Research carried out by Scientists in Denmark proves that the psychedelic substance psilocybin produces rapid and lasting antidepressant effects because it enhances neuroplasticity in the brain. According to new research, published in the International Journal of Molecular Sciences, there is evidence that psilocybin increases the number of neuronal connections in the prefrontal cortex and hippocampus of pig brains.

Psilocybin — the active component in the famous “magic” mushrooms — can have profound and long-lasting effects on personality and mood. But the mechanisms behind these effects remain indecipherable. Researchers at Copenhagen University were interested in whether changes in neuroplasticity in the brain regions associated with emotional processing could help explain psilocybin’s antidepressant effects.

During the study, a group of 12 pigs received a psychoactive dose of psilocybin, while a different group of 12 pigs received inert saline injections. Half of the pigs were euthanized one day after the administration of psilocybin, while the rest were euthanized one week later.

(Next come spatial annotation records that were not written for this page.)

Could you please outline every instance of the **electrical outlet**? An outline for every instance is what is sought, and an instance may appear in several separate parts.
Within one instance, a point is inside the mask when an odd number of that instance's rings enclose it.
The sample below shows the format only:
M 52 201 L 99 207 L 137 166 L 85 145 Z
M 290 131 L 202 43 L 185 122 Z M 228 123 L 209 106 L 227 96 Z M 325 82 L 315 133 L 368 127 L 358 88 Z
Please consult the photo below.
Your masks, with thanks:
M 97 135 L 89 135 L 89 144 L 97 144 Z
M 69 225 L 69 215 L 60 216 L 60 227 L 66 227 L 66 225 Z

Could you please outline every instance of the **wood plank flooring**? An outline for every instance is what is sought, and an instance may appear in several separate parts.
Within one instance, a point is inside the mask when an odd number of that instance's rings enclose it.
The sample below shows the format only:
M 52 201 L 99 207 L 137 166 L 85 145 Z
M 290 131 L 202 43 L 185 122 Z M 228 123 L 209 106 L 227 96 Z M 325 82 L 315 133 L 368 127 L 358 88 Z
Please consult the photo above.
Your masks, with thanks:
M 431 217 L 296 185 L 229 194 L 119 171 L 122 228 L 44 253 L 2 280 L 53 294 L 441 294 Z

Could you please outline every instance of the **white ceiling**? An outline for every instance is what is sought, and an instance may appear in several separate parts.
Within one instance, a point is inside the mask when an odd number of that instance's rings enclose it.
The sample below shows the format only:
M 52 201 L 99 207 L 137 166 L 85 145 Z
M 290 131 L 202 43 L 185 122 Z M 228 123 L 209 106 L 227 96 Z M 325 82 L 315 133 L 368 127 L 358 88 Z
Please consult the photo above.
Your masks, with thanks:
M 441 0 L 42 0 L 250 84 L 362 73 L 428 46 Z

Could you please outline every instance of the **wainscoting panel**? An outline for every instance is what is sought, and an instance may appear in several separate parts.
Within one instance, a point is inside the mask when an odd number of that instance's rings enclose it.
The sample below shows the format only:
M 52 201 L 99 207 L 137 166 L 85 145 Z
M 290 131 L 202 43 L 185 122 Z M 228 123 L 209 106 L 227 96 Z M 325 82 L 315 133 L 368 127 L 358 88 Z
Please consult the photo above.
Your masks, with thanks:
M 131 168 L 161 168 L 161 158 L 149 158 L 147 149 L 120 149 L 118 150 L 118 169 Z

An examination of brain tissue from the hippocampus and prefrontal cortex revealed increases in the protein SV2A in pigs who had received psilocybin. SV2A, or synaptic vesicle glycoprotein 2A, is commonly used as a marker of the density of synaptic nerve endings in the brain. SV2A is typically reduced in patients with major depressive disorder.

“We find that a single dose of psilocybin increases the presynaptic marker SV2A already after one day and that it remains higher seven days after,” the researchers said, adding that the “increased levels of SV2A after intervention with a psychedelic drug adds to the scientific evidence that psychedelics enhance neuroplasticity, which may explain the mechanism of action of its antidepressant properties.”